Monday, July 7, 2008

5 things I learned this weekend

The Yankees walked their season to the edge this weekend at the Stadium and lived to tell the tale ... just barely. Following two ugly losses to open a crucial four-game set against the Red Sox, the Bombers rallied back for a pair of one-run wins and a series split. Here are five things I took out of an emotionally-exhausting weekend in the Bronx.

1) Brett Gardner needs to play - The rookie came through against Jonathan Papelbon in the 10th inning last night, grounding a single through the middle to drive in the winning run. It was Gardner's second hit of the game and first game-winning RBI. With Matsui and now Damon both sidelined, Gardner will play everyday for the next two weeks. He's already shown an ability to work counts and his speed is an incredible asset. He has looked overmatched at times, but you get the feeling the kid will hit once he gets comfortable. When Damon returns, it should be Melky Cabrera who heads to the bench.

2) A-Rod is an idiot, but he's a talented idiot - Alex Rodriguez showed again last night what an amazing talent he is by tying Mickey Mantle with his 536th homer, but it's hard to figure out why he has this need to bring attention to himself in such a unflattering light. He may secretly enjoy being talked about, or he may be simply socially retarded. Whatever it is, his wife filed for divorce today and he's now going to be in the gossip world's crosshairs. If his relationship with Madonna turns out to be more fire than smoke, he better be prepared to enter a very ugly world. If it distracts him, it distracts the team, and that's a very bad thing.

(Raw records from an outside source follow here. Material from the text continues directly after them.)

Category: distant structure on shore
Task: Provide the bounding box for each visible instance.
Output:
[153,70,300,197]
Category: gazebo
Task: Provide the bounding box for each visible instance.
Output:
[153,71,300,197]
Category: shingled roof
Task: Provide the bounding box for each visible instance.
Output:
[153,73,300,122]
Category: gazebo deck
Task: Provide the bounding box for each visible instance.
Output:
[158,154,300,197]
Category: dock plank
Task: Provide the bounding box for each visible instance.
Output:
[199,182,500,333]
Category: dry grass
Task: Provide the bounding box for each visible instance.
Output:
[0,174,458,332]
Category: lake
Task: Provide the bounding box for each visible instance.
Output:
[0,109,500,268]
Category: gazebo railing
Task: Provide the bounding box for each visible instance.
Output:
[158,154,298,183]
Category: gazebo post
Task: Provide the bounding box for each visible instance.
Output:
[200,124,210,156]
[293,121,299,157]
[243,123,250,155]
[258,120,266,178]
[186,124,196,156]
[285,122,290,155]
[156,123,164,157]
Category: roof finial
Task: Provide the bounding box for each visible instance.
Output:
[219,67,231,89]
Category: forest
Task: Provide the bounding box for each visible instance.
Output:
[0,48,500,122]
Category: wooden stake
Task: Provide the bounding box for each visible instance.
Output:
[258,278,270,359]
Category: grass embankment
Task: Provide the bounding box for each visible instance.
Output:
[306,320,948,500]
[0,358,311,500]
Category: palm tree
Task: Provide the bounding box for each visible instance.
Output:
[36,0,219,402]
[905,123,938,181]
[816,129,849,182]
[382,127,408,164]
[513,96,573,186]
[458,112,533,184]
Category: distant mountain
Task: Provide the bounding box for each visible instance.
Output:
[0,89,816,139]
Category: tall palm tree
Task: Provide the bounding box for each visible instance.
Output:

3) Lineup help is needed - The Yankees have had trouble scoring all season. As presently built, this team needs an offense that can produce with the league's best. Adding a power bat would definitely help. The Yankees are likely waiting for Mark Teixiera to become a free agent before pursuing him, but it may be worth sniffing the Braves way and see what it would cost to pry him away prior to the deadline. If Atlanta thinks it has little chance of resigning the slugger, it may be willing to part ways even without representative compensation. Acquiring a power-hitting, switch-hitting, slick-fielding first baseman would fatten up the lineup and allow Giambi to be what he is at this point in his career ... a full-time DH.

Just for fun ...

1) Damon - LF
2) Jeter - SS
3) Abreu - RF
4) Rodriguez - 3B
5) Teixiera - 1B
6) Giambi - DH
7) Posada - C
8) Cano - 2B
9) Gardner - CF

Not bad, eh?

4) Red Sox still ahead in farm race - As stated earlier, Gardner has great promise and Joba is an ace in wait. But the Red Sox are defending world champions and they have their player development team to thank for it. Pedroia, Ellsbury, Youkilis, Lester and Papelbon are all huge contributors, showing that the best path to the World Series is supplmenting your veteran core with farm help. If Hughes and Kennedy can get it together, this is a closer match, but as things stand Boston has the clear upperhand down on the farm.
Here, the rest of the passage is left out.